In exploring this process, Phantom Islands includes images that are generally categorised as ‘documentary’: portraits of local people on the islands where the film was shot, images of other visitors and the crew working or relaxing. Then there is ‘fiction’: stylised, melodramatic performances at once conveying and caricaturing extremes of emotion. Both approaches are reactions to the island landscapes that inescapably contain all these figures. But the islands themselves fluctuate between being presented as postcard-clichés and feral sites of exploration and disorientation. This fiction/documentary instability is further heightened by the frequent use of black screen that punctuates many scenes like a camera shutter, constantly reminding the audience that it is watching a film that never stops taking itself apart to put itself back together again. As hypnotic as it is disruptive, Phantom Islands is a documentary on the creation and workings of cinema itself. As such, it repeatedly revisits the fiction/documentary binary at the heart of this art from its very inception in 1895, when the Lumière brothers staged a scene of workers leaving their factory for the camera, making at once the first documentary and the first fiction film.”
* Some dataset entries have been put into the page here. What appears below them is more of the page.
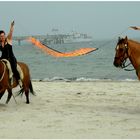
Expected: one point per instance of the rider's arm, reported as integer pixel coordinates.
(9, 37)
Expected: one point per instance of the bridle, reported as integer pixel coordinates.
(125, 53)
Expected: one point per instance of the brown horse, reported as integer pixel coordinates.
(6, 85)
(128, 49)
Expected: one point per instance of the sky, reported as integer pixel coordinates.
(99, 19)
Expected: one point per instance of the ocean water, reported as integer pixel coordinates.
(97, 65)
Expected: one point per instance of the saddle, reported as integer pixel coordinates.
(11, 75)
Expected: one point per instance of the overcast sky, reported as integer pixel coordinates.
(98, 19)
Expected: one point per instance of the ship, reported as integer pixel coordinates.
(60, 38)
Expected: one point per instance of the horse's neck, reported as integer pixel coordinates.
(134, 53)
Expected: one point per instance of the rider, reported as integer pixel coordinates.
(7, 51)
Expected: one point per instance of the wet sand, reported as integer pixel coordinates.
(74, 110)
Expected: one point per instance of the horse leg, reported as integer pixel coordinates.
(9, 95)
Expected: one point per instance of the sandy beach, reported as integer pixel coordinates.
(74, 110)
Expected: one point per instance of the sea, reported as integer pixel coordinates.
(95, 66)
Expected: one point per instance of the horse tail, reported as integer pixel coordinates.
(31, 88)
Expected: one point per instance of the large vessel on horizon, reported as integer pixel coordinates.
(59, 38)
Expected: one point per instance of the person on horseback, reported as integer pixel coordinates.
(7, 51)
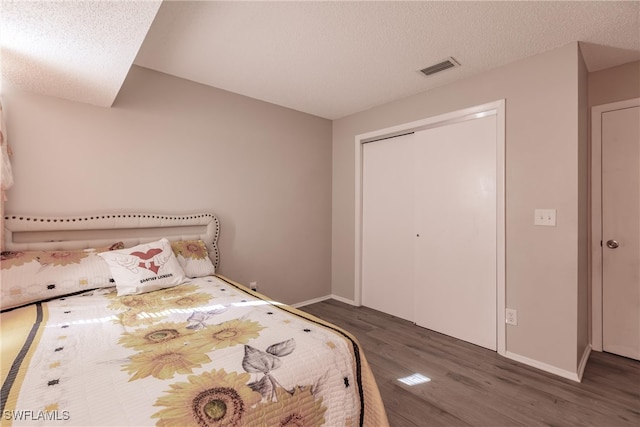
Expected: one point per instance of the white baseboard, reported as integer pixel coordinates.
(311, 301)
(324, 298)
(583, 361)
(344, 300)
(573, 376)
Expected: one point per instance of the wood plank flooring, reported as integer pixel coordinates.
(473, 386)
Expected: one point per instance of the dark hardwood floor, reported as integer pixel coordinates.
(473, 386)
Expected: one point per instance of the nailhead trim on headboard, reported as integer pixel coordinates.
(114, 216)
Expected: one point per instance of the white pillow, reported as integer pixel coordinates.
(193, 258)
(144, 268)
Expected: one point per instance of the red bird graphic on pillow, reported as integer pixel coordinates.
(151, 260)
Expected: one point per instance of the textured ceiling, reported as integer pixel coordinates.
(330, 59)
(78, 50)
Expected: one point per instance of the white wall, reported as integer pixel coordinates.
(543, 170)
(170, 145)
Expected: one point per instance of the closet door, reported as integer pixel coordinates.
(455, 219)
(387, 226)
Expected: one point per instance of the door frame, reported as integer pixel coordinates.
(596, 214)
(496, 108)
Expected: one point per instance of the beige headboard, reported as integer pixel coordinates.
(23, 232)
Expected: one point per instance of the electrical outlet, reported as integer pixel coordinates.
(545, 217)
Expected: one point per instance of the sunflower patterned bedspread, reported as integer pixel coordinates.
(208, 352)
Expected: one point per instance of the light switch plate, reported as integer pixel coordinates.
(545, 217)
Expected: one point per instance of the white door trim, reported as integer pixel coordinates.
(497, 108)
(596, 214)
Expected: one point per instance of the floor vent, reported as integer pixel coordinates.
(440, 66)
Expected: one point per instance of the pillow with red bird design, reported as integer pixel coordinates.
(144, 268)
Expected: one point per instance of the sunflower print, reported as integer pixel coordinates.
(190, 301)
(61, 258)
(178, 291)
(166, 360)
(300, 408)
(194, 249)
(144, 302)
(162, 333)
(135, 318)
(230, 333)
(215, 398)
(9, 259)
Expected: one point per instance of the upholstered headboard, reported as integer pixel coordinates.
(23, 232)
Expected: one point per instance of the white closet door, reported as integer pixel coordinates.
(455, 217)
(387, 226)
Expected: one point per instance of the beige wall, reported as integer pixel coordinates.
(543, 170)
(584, 300)
(170, 145)
(614, 84)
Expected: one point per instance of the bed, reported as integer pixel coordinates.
(122, 320)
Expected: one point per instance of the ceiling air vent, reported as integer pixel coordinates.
(440, 66)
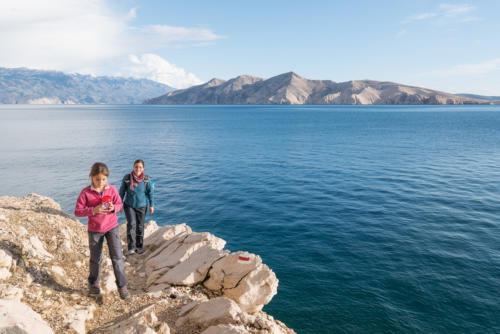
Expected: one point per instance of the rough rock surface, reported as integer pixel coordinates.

Director’s Personal Note: The melancholic and sadomasochistic patterns of destructive behaviour intrinsic to us as human beings keep repeating and regenerating themselves. In order for us to survive, they grind our relationships, friendships and even our entire lives into ashes, dust and ruins. With this waste material, we turn towards cinema which subjects it to further metamorphoses. It processes and is permeated by our intimate detritus, allowing us to regard it as an alien child now born and wandering the earth: both us and not us. It’s a tragic reflection of our past and a mute teller of our distant future. It is a phenomenon that devoured us to exist only in a present tense. We created cinema merely to venerate a hologram of everything we have demolished. Ruins of time made with kino apparatus!